ART. 38.—Liquidación de pensión de invalidez para el personal de oficiales, suboficiales, agentes, y personal del nivel ejecutivo de la Policía Nacional. Cuando mediante junta médico-laboral o tribunal médico-laboral de revisión militar y de policía, haya sido determinada una disminución de la capacidad laboral igual o superior al 75%, ocurrida durante el servicio, el personal a que se refiere el presente artículo, tendrá derecho, mientras subsista la incapacidad, a una pensión mensual, valorada y definida de acuerdo con la reglamentación que expida para el efecto el Gobierno Nacional, liquidada con base en las partidas establecidas en las normas que regulen la materia y de conformidad con los porcentajes que a continuación se señalan:// a. El setenta y cinco por ciento (75%) de dichas partidas, cuando la disminución de la capacidad laboral sea igual o superior al setenta y cinco por ciento (75%) y no alcance el ochenta y cinco por ciento (85%). // b. El ochenta y cinco por ciento (85%) de dichas partidas, cuando la disminución de la capacidad laboral sea igual o superior al ochenta y cinco por ciento (85%) y no alcance el noventa y cinco por ciento (95%). // c. El noventa y cinco por ciento (95%) de dichas partidas, cuando la disminución de la capacidad laboral sea igual o superior al noventa y cinco por ciento (95%). // PAR. 1º—Cuando el porcentaje de pérdida de la capacidad laboral no sea igual o superior al 75%, no se generará derecho a pensión de invalidez. // PAR. 2º—El personal civil al servicio del Ministerio de Defensa Nacional y de las Fuerzas Militares y el personal no uniformado de la Policía Nacional, vinculado con anterioridad a la vigencia de la Ley 100 de 1993, continuará rigiéndose, en lo referente a las pensiones de invalidez, por las normas pertinentes del Decreto 94 de 1989. //

ART. 39.—Liquidación de pensión de invalidez del personal vinculado para la prestación del servicio militar obligatorio y para los soldados profesionales.
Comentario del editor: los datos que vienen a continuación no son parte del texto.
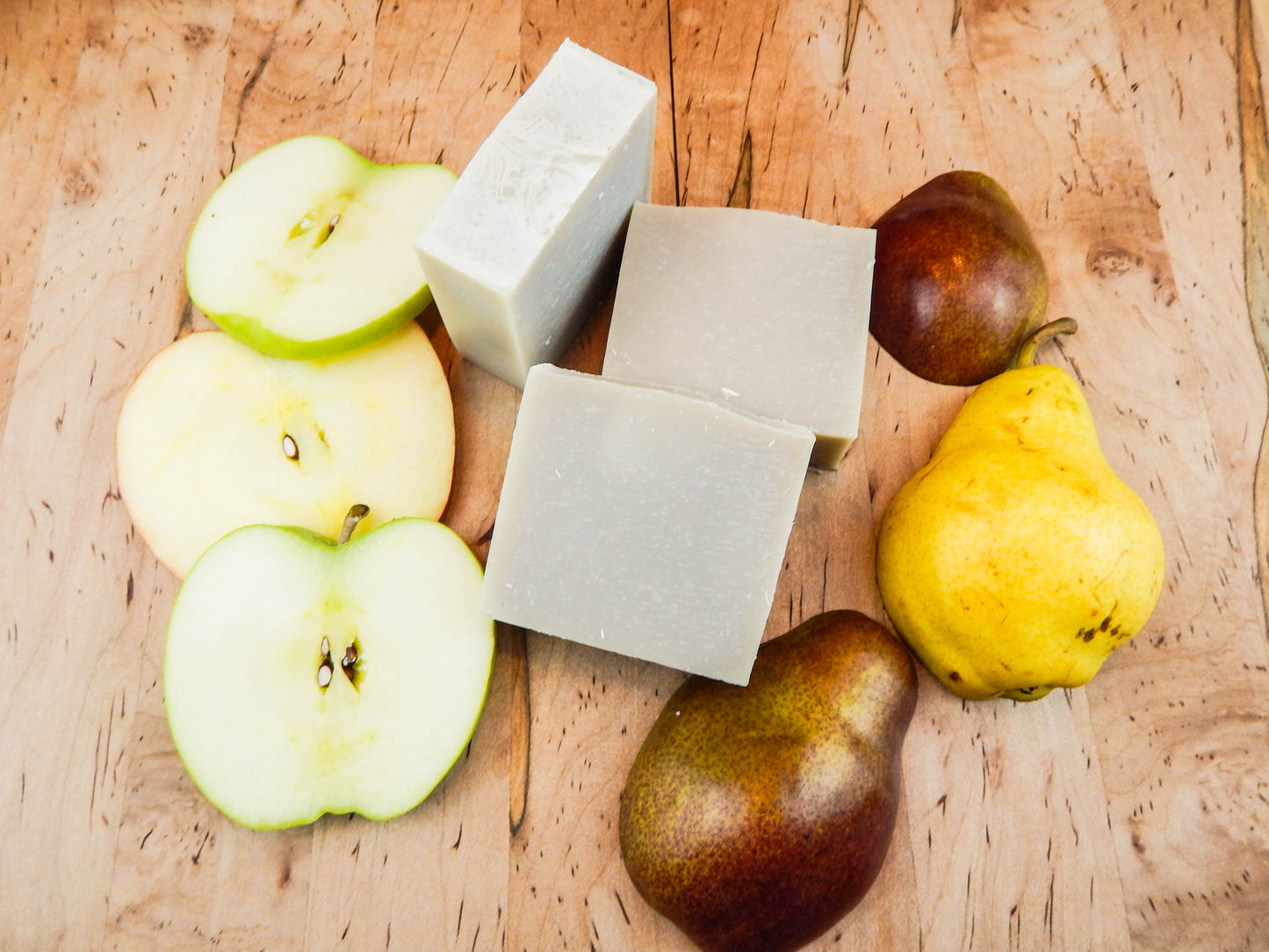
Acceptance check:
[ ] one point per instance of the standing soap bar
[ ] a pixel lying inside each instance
(519, 248)
(644, 521)
(766, 311)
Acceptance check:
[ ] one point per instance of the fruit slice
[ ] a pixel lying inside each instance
(213, 436)
(307, 249)
(302, 677)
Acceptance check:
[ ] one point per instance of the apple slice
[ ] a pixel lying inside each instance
(304, 677)
(213, 436)
(307, 249)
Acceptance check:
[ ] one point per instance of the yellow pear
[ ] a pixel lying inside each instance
(1015, 560)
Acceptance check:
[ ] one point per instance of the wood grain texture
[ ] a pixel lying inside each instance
(1128, 814)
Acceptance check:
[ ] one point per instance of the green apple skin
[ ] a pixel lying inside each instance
(265, 264)
(213, 436)
(260, 737)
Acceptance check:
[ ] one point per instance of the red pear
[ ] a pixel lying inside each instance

Cuando el personal de que trata el presente artículo adquiera una incapacidad durante el servicio que implique una pérdida igual o superior al 75% de su capacidad laboral, tendrá derecho mientras subsista la incapacidad, a una pensión mensual valorada y definida de acuerdo con la reglamentación que expida el Gobierno Nacional para el efecto, y liquidada como a continuación se señala:// a. El setenta y cinco por ciento (75%) del salario que se señala en el parágrafo 1º del presente artículo, cuando la disminución de la capacidad laboral sea igual o superior al setenta y cinco por ciento (75%) y no alcance el ochenta y cinco por ciento (85%). // b. El ochenta y cinco por ciento (85%) del salario que se señala en el parágrafo 1º del presente artículo, cuando la disminución de la capacidad laboral sea igual o superior al ochenta y cinco por ciento (85%) y no alcance el noventa y cinco por ciento (95%) c. El noventa y cinco por ciento (95%) del salario que se señala en el parágrafo 1º del presente artículo, cuando la disminución de la capacidad laboral sea igual o superior al noventa y cinco por ciento (95%). // PAR. 1º—La base de liquidación de la pensión del personal vinculado para la prestación del servicio militar obligatorio será el sueldo básico de un cabo tercero o su equivalente en la Policía Nacional. // PAR. 2º—Para los soldados profesionales, la base de liquidación será igual a la base de cotización establecida en el régimen de carrera y estatuto del personal de soldados profesionales. // PAR. 3º—Cuando el porcentaje de pérdida de la capacidad laboral no sea igual o superior al 75% no se generará derecho a pensión de invalidez.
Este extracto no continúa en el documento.